Last show you binge-watched?
I’ve been rewatching and catching up on Succession in anticipation of season three starting this fall.

What’s your guilty pleasure?
A slice of vanilla cake is something I never feel guilty about. However, I do try to limit eating it to the random days of celebrating life or whenever I have a little victory career-wise.

The secret to hosting a good party?
Tasty food is of the utmost importance as well as creating a space that has great ambience, set with mood lighting, music, and good company. It all makes for a good party and a wonderful experience.

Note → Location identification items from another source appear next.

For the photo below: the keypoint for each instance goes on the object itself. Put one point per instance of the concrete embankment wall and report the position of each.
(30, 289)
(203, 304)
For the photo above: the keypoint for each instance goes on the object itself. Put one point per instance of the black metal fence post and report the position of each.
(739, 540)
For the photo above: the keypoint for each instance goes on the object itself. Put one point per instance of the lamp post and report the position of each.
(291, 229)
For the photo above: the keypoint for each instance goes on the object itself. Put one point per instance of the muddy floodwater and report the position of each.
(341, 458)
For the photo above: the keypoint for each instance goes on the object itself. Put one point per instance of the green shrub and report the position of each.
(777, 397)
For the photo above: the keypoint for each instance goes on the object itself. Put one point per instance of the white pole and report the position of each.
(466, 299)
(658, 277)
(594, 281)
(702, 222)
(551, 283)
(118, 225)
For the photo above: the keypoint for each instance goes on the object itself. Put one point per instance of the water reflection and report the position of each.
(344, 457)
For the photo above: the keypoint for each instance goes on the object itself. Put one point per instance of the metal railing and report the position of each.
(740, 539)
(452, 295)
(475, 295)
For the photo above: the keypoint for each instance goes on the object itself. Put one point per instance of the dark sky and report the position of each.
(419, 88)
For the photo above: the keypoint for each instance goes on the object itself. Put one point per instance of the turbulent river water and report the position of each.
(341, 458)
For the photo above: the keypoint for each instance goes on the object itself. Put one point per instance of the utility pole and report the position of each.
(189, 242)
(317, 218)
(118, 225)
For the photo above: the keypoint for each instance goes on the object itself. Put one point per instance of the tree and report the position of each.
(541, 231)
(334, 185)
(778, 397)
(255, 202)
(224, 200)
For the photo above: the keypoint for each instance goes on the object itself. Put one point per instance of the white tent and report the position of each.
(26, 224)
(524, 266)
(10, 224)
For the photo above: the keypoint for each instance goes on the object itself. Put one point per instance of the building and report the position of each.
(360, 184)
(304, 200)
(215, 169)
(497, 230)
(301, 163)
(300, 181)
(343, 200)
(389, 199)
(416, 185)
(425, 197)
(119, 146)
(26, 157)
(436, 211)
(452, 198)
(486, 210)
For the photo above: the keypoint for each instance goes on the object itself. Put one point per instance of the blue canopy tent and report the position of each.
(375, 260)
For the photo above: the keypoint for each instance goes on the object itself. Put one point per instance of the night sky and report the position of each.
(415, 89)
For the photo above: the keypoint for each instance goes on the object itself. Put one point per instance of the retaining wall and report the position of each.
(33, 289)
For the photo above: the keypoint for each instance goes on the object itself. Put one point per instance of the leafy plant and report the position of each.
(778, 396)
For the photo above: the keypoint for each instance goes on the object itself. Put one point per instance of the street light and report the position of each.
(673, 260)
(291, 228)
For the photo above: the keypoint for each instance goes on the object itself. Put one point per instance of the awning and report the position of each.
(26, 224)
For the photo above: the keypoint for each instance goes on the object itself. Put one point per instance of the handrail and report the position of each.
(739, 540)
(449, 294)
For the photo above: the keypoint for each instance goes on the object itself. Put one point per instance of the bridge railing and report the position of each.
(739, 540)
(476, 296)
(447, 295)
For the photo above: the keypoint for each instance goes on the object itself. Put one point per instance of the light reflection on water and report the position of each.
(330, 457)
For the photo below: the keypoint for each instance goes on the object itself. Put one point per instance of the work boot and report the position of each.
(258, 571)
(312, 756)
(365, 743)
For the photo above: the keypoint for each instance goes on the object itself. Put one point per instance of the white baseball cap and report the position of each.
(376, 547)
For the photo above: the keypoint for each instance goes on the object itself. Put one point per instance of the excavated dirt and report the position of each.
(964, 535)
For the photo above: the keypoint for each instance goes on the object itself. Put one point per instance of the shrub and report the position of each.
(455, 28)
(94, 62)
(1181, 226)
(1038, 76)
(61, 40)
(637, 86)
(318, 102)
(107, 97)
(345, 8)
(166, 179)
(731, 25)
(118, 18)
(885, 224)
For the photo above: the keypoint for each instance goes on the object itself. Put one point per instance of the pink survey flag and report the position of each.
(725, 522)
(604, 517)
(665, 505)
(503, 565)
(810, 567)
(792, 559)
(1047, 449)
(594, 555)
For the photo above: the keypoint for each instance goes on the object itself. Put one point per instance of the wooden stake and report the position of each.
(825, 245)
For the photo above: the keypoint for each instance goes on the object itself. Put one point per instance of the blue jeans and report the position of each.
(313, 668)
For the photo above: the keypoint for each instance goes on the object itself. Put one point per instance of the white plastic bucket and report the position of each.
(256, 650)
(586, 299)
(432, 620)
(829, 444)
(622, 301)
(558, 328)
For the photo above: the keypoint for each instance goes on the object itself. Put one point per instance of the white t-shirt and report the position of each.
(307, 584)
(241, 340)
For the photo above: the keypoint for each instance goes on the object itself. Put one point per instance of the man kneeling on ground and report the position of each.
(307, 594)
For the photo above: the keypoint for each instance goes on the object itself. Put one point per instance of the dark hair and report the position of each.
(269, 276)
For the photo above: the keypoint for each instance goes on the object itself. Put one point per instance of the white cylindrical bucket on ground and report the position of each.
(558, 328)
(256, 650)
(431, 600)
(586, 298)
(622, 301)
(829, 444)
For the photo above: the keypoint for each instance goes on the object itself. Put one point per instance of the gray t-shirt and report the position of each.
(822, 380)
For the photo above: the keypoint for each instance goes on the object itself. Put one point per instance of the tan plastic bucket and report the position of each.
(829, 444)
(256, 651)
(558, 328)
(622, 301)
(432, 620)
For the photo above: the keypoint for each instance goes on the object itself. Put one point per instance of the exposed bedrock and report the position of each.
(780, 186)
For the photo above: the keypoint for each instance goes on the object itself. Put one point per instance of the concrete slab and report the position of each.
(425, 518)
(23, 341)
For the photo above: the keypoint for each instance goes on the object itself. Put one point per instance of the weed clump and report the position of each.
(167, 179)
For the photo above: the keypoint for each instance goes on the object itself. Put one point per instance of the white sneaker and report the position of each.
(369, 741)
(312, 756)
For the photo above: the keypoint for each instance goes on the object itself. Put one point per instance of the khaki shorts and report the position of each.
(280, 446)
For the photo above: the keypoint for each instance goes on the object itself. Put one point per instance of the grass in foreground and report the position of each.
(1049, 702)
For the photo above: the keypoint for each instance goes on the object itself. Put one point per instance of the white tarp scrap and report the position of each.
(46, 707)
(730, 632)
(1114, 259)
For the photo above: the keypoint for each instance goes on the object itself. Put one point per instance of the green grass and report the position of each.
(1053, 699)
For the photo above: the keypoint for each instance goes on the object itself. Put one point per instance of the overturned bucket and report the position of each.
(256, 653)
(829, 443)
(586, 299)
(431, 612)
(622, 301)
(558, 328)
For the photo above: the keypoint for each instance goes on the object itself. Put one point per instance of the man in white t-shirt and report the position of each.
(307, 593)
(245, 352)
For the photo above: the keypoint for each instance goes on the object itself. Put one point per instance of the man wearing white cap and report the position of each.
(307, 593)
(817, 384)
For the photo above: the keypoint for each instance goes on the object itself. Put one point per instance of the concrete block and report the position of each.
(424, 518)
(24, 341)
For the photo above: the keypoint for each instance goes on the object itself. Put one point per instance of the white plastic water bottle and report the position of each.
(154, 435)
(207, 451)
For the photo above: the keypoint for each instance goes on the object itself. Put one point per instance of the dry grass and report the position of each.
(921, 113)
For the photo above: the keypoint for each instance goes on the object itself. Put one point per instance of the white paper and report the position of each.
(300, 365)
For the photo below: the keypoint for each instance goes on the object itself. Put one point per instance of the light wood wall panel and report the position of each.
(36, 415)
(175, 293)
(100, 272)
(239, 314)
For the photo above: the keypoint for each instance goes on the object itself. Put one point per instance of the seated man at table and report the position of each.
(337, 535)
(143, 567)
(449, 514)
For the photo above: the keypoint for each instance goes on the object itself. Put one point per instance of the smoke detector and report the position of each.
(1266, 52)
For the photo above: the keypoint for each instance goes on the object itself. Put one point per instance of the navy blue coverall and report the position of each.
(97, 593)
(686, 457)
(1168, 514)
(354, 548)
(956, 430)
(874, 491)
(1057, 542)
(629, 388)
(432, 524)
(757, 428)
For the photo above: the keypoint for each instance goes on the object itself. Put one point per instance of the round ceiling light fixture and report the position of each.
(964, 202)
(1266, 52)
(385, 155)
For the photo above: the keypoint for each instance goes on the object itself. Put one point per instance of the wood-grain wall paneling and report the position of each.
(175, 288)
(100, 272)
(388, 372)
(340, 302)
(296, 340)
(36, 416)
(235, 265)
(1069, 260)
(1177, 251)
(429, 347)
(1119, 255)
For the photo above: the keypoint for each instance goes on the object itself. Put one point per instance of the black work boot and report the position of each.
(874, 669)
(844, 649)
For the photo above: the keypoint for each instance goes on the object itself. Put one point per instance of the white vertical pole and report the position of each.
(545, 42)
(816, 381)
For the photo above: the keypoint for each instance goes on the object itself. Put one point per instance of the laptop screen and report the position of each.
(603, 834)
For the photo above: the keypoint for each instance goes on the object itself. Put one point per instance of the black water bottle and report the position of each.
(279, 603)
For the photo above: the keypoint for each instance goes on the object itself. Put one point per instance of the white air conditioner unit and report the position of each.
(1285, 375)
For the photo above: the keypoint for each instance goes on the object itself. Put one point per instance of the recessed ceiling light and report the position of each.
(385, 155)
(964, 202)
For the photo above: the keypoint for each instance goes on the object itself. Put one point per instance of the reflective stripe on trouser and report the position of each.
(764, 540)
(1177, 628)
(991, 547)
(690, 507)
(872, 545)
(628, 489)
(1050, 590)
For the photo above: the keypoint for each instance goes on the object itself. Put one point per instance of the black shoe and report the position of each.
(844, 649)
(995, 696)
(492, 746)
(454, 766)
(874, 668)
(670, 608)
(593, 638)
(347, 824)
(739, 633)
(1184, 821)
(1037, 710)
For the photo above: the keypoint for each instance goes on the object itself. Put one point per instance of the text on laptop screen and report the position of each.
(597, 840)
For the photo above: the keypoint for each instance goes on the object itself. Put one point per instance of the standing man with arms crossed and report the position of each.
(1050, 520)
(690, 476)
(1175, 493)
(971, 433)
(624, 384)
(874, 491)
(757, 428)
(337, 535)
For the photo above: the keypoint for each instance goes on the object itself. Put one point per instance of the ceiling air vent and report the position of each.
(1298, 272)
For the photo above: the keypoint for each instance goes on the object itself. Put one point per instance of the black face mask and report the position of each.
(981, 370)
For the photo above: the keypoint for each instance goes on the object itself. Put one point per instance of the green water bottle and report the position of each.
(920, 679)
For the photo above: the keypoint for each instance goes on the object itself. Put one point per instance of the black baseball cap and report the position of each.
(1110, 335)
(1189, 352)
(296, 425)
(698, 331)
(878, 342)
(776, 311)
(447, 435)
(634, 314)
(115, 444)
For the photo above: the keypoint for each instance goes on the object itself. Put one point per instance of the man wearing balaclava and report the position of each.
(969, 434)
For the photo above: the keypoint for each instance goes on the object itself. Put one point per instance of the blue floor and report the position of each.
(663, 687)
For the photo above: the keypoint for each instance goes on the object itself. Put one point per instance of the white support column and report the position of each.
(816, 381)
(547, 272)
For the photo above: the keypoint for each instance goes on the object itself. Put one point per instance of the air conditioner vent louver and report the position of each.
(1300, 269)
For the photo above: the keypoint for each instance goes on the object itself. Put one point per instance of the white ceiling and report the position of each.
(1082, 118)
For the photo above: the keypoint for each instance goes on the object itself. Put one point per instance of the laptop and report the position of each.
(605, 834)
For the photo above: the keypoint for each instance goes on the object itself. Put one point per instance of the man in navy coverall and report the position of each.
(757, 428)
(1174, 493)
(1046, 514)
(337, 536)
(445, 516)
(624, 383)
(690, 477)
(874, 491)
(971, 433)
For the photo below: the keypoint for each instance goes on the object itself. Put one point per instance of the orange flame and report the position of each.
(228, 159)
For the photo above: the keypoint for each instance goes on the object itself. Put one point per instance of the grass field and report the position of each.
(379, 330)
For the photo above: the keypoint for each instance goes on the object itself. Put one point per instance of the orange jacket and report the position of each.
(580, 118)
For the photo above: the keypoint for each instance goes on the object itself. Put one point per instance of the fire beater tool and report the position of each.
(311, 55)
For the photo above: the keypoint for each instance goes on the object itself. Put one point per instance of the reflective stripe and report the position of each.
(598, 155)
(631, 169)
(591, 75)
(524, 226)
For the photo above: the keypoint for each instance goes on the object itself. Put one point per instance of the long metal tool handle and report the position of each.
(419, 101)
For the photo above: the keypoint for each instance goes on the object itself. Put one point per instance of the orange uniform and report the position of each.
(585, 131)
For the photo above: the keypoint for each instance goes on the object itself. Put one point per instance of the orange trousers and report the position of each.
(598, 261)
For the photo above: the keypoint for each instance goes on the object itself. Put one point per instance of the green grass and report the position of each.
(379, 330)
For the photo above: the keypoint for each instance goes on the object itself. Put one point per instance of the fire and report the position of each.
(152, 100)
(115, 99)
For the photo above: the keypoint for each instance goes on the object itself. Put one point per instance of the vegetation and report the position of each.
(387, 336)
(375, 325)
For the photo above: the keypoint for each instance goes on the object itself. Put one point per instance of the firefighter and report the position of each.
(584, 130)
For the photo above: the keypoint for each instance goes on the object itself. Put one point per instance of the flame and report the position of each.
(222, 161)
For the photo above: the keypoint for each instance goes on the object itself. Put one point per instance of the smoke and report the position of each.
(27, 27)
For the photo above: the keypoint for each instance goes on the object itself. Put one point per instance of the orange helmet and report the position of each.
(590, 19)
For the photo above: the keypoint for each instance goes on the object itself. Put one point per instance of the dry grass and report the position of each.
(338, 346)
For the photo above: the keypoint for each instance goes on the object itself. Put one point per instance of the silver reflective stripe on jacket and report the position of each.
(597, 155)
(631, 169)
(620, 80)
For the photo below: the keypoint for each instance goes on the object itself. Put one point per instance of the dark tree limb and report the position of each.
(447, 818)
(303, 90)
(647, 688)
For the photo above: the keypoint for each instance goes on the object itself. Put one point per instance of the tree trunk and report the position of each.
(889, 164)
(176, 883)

What is a trend you like right now?
I’m still not over the checkerboard trend, and I especially love a monochromatic version of it.

One you don’t understand?
Low-rise jeans. I can’t believe they’re making a comeback. I refuse to get behind that one.

What’s your favorite restaurant in New York?
Back when I used to live in Brooklyn, one of my favorite local spots was Colonia Verde in Fort Greene.

What’s the one thing you could eat every day for the rest of your life?
Homemade banana bread or zucchini bread.

Which shoes do you wear most often?
My most comfortable and worn sandals are my Birkenstocks and Avarcas Pons. They’ve both had a life on their own and will definitely be repurchased when the time comes.

What are three inanimate objects that bring you joy?
I love an item that’s practical and beautifully designed. Whether it’s a book that provides inspiration for my work, a pair of earrings to adorn myself with, or simply a flat file to help organize my life in the studio, each item adds joy to different areas of my life.